El estuvo tentado de embromarla, de decirle, que, si bien era cierto que necesitaba ayuda, no quería ser manejado. Pero lo pensó mejor y cambió de tema.

—Me han provisto de un nuevo pasaporte y de un carnet de identidad con el nombre de Jean Marie Grégoire. Tal vez sea preferible, que use ese nombre para su servidumbre.

—Me parece bien. Mi servicio se compone de tres personas: un hombre y su esposa y una chica para el diario. Hace ya muchos años que están conmigo… Bueno, casi hemos llegado. Mi casa está justo detrás del Quai d'Orsay.

Tres minutos después se detuvo frente a un gran portón provisto de una puerta de acero, que se abrió a una señal de radio. El garaje se encontraba a la izquierda de la entrada y una escalera interior conducía a los pisos superiores. Su apartamento consistía en un par de habitaciones con un baño entre medio. Los cuartos daban a un balcón desde el cual se disfrutaba de la vista del patio central, que había sido convertido en un jardín rocoso con una fuente en el medio.

—Esto no es como el Vaticano —dijo Roberta Saracini—, pero confío en que se sentirá cómodo. La comida será servida en treinta minutos más. Enviaré a alguien a buscarlo.

Vino ella en persona, vestida con una elegante bata de casa, hecha de algún riquísimo brocato tieso como capa de bendición. Lo condujo hasta el comedor que resultó ser una habitación pequeña pero de hermosas proporciones con un cielorraso artesonado y muebles de caoba española. La comida era sencilla pero exquisitamente elaborada, un paté de campagne, filetes de lenguado y flan de frambuesas. Él le comentó que el vino era excesivamente bueno para derrocharlo en monsieur Grégoire, pastor retirado,
pasteur en retraite
, a lo cual ella replicó que el pastor había abandonado su retiro y que había llegado el momento de hablar de lo que él deseaba hacer.

—…Sé lo que tengo que hacer: difundir la palabra y el conocimiento de que los Últimos Días están próximos y que todos los hombres de buena voluntad deben prepararse para este acontecimiento. Sé también lo que no debo hacer: crear confusión o provocar disensiones entre los creyentes honestos o minar el principio de legítima autoridad en la comunidad cristiana… De manera que he aquí mi primera pregunta: ¿Cómo resuelvo este problema?

—Me parece que ya ha encontrado una solución y una nueva identidad. Después de todo lo importante en esto es el mensaje mismo y no el hombre que lo proclama.

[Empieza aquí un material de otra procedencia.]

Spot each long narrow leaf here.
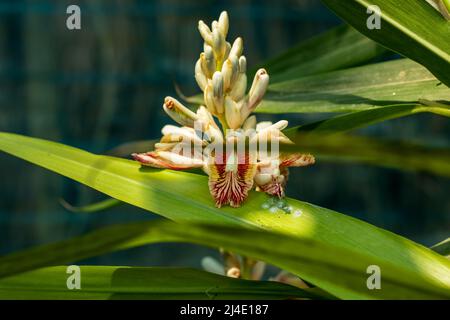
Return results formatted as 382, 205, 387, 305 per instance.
0, 266, 321, 300
431, 238, 450, 258
322, 0, 450, 86
0, 222, 450, 299
255, 25, 388, 83
256, 59, 450, 113
0, 133, 449, 293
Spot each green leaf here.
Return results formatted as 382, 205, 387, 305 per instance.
0, 133, 450, 297
323, 0, 450, 86
256, 59, 450, 113
0, 221, 450, 299
103, 135, 450, 177
0, 266, 321, 300
60, 198, 122, 213
431, 238, 450, 258
284, 104, 450, 138
280, 134, 450, 177
255, 25, 388, 83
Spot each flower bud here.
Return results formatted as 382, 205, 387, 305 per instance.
163, 97, 198, 127
212, 71, 224, 114
229, 73, 247, 101
212, 28, 227, 61
247, 69, 269, 113
218, 11, 230, 38
224, 41, 231, 58
195, 59, 208, 91
230, 37, 244, 58
203, 84, 217, 115
222, 56, 239, 91
239, 56, 247, 73
242, 116, 256, 130
200, 46, 216, 79
198, 20, 213, 45
225, 96, 242, 129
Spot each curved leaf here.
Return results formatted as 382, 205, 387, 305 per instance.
322, 0, 450, 86
280, 134, 450, 177
0, 266, 321, 300
0, 221, 450, 299
255, 59, 450, 113
0, 133, 450, 293
60, 198, 122, 213
284, 104, 450, 140
431, 238, 450, 258
255, 25, 388, 83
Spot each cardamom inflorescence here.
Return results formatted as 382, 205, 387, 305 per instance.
133, 11, 314, 207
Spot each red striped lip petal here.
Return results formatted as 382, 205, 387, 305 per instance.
208, 152, 256, 208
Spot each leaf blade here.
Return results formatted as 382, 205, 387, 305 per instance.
323, 0, 450, 86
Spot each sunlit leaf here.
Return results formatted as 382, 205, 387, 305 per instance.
0, 266, 321, 300
0, 133, 450, 297
322, 0, 450, 86
252, 25, 388, 83
431, 238, 450, 258
0, 217, 450, 299
60, 198, 122, 213
258, 59, 450, 113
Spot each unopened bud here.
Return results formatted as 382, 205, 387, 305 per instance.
195, 59, 208, 91
239, 56, 247, 73
200, 46, 216, 78
212, 28, 226, 60
230, 37, 244, 58
222, 56, 239, 91
224, 41, 231, 58
219, 11, 230, 38
203, 84, 217, 115
242, 116, 256, 130
163, 97, 198, 127
198, 20, 213, 45
248, 69, 269, 113
229, 73, 247, 101
212, 71, 224, 114
225, 97, 242, 129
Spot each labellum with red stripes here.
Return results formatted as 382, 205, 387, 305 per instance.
133, 12, 314, 207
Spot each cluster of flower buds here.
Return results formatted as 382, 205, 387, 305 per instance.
133, 12, 314, 207
195, 11, 269, 129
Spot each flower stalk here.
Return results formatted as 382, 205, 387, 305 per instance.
133, 11, 314, 207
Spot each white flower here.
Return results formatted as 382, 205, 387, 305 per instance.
133, 11, 314, 207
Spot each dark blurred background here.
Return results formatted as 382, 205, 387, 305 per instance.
0, 0, 450, 267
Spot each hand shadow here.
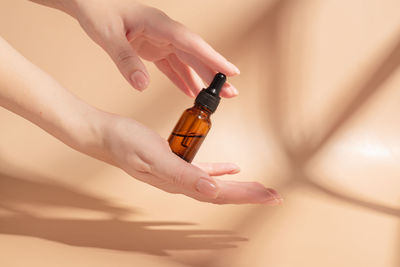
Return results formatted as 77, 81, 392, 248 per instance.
0, 173, 246, 256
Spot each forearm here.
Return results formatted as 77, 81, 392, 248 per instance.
28, 0, 80, 16
0, 38, 108, 164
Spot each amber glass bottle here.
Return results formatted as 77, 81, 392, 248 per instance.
168, 73, 226, 162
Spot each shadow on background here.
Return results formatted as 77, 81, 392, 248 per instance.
185, 1, 400, 267
0, 171, 246, 256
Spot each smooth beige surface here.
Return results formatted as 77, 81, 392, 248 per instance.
0, 0, 400, 267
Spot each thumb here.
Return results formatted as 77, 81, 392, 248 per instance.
107, 36, 149, 91
153, 155, 219, 199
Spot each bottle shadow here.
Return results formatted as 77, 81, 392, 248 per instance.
0, 173, 247, 256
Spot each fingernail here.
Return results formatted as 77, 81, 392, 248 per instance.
196, 178, 218, 198
231, 85, 239, 95
229, 62, 240, 74
131, 70, 149, 91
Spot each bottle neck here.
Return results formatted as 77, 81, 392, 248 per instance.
194, 103, 212, 117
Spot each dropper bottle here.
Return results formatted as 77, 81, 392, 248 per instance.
168, 73, 226, 162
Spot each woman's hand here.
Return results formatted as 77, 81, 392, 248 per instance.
0, 38, 281, 204
97, 114, 282, 205
32, 0, 239, 97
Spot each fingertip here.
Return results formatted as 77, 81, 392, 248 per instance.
221, 83, 239, 98
229, 62, 240, 75
196, 178, 219, 199
130, 70, 149, 91
228, 163, 240, 174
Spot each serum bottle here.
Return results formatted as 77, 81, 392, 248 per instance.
168, 73, 226, 162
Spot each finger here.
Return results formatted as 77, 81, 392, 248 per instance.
213, 180, 283, 205
152, 153, 219, 201
154, 59, 194, 97
175, 50, 239, 97
106, 36, 149, 91
168, 54, 204, 95
192, 163, 240, 176
148, 14, 240, 76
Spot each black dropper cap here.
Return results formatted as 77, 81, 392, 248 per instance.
194, 72, 226, 113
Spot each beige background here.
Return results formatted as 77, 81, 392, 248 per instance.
0, 0, 400, 267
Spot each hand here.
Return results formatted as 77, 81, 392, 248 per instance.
68, 0, 239, 97
100, 114, 282, 205
0, 38, 281, 204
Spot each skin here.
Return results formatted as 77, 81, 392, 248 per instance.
0, 0, 282, 205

—Bueno, no completamente. Porque, ¿cómo puede el mensajero autentificar, establecer su autoridad?

—No debe tratar de hacerlo —dijo Roberta Saracini—. Debe simplemente dar a conocer la palabra, tal como lo hicieron los primeros discípulos y confiar en que Dios hará germinar la semilla.

Las palabras de ella revelaban algo más que un simple sentido religioso. Revelaban una confianza total, como si ella misma fuera una viviente prueba de esa proposición. El le dijo:

—Estoy de acuerdo con el principio, pero, ¿de qué manera podría yo, rechazado en mi propio país, privado de toda misión canónica, predicar la palabra sin que ello implicara una ruptura de la obediencia que debo a mi iglesia?